Katy Grannan, Anonymous, Modesto, CA, archival pigment print on cotton rag paper mounted to Plexiglas, 55 x 41 inches, 2013.

Anton Alvarez at Salon94 Freemans

Stockholm-based artist Anton Alvarez has turned Salon94’s Freeman Alley space into his studio this month to construct new works using his ‘thread wrapping machine.’ Pictured here with an assistant, Alvarez (rear) guides an object into the machine’s opening, allowing glue coated thread (each a different color) to wrap around and create a pattern. (Through May 9th – see Salon94.com for a schedule of Alvarez’s studio hours).

Anton Alvarez, installation view of ‘Wrapsody,’ at Salon94 Freemans, April 2015.

David Benjamin Sherry at Salon94 and Danziger Gallery

Young LA-based artist David Benjamin Sherry made his name with eco-conscious photos that alter the landscape of the American west. Here, he collages several photos together making a quilt-like pattern of stones that resembles a Playdoh sculpture or a well-intentioned but garish re-do of nature. (At Salon94 on the Lower East Side and Danziger Gallery in Chelsea through Oct 25th).

David Benjamin Sherry, Emotional Algorithm Epoch, Joshua Tree, California I, collage of traditional color darkroom photos, 40 x 50 inches, 2014.

Amy Bessone at Salon 94

Amy Bessone’s pencil holder fists unite in vague protest in her current solo show at Salon94 Bowery on the Lower East Side.  A nearby poster warns, ‘Don’t Truncate Me!’  Already truncated, the hands become resistance tchotchkes. (through June 14th).

Amy Bessone, installation view of  ‘In the Green Room’ (foreground is ‘Number…(Numbers),’ ceramic, pencil, 2013).

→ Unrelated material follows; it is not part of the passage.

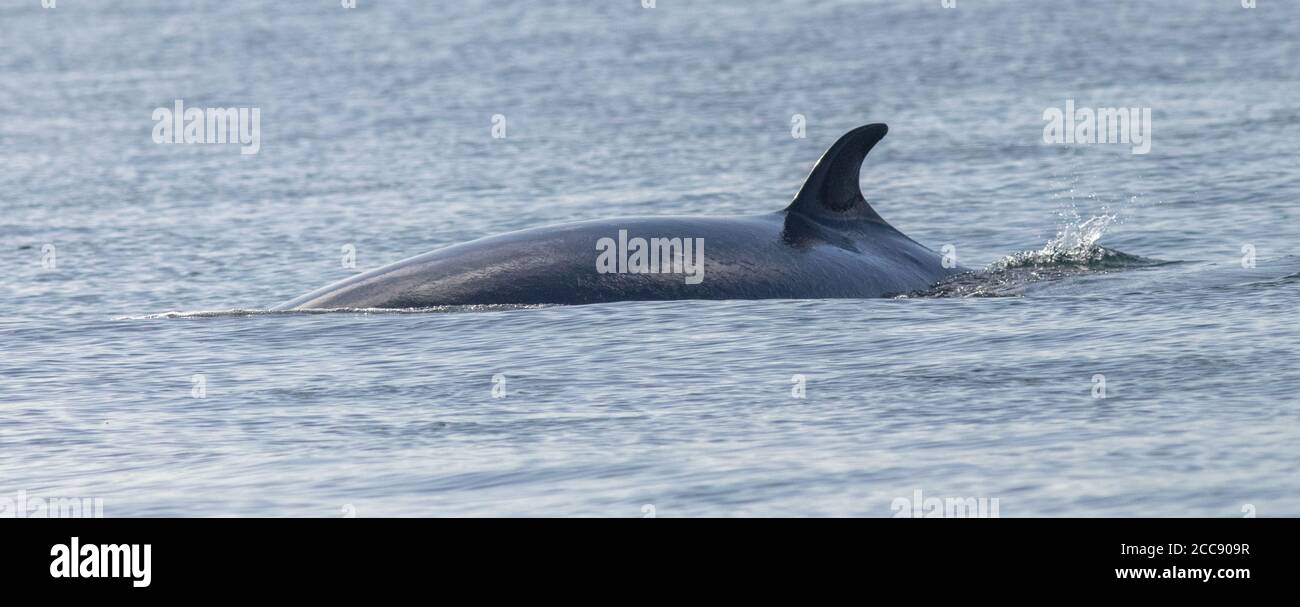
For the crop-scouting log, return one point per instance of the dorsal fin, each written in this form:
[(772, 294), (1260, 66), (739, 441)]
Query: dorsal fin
[(831, 190)]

Jules de Balincourt at Salon94 Bowery

Jules de Balincourt, Off Base, oil and acrylic on canvas, 2012.
Jules de Balincourt, Off Base, oil and acrylic on canvas, 2012.

Jules de Balincourt’s soldiers have a dazed, world-weary expression and, like Andy Warhol’s ‘Triple Elvis,’ each has at least one shadow character in near proximity.  In this detail from the larger painting ‘Off Base,’ the artist turns the mens’ face paint camouflage into Fauvist masks that resonate with a reinterpreted Matisse painting nearby. (At Salon94 Bowery, on the Lower East Side, through January 13th.)